Full support for early-z would be nice

Lindley · July 6, 2007, 1:29pm

As it stands now, using fragment kill (Cg discard) or modifying the depth value in a fragment program will disable early-z.

I’d like to see this changed so that it’s possible to set early-z to tolerate these things, if one is simply using it as a mask, and you’re only interested in setting the depth value for the next pass.

Granted, to a certain extent that’s what the stencil buffer is for; but it would be nice to have the option, especially since it would allow more complicated behavior to be specified essentially using two layers of stencil. Maybe actually make the glStencilOp’s “zpass/zfail” distinction more useful.
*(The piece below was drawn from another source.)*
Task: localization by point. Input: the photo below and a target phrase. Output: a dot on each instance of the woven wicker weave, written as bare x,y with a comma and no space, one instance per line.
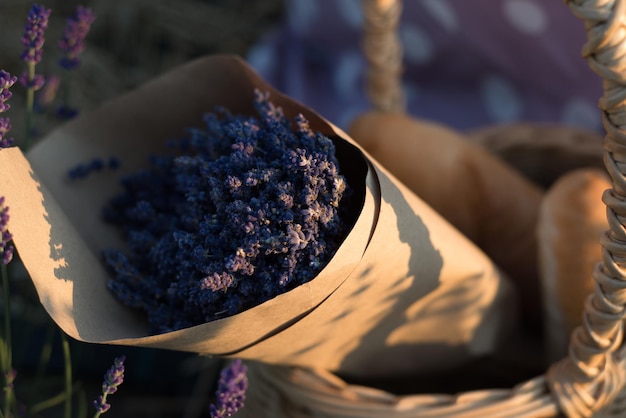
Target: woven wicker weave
590,381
Korval · July 6, 2007, 3:22pm

I’d like to see this changed so that it’s possible to set early-z to tolerate these things
It’s physically impossible to do that. Well, for depth modifying programs, that is. After all, you can’t test something early until you have a value to test, and you don’t have a value to test until you process the fragment and get its result.

However, I wasn’t aware that discard actually turns off early-z. Are you sure this is the case?

But, there’s one show-stopper in all of this: for OpenGL to do something about it, it needs to specify early-z as being something real. Currently, early-z is an optimization that the specification allows to happen whenever the hardware can allow it. So really, if discard is stopping early-z, it’s either a un-optimized driver or a full-on hardware impossibility (ie: for whatever reason, the hardware can’t allow it). And the spec can’t do anything about the latter.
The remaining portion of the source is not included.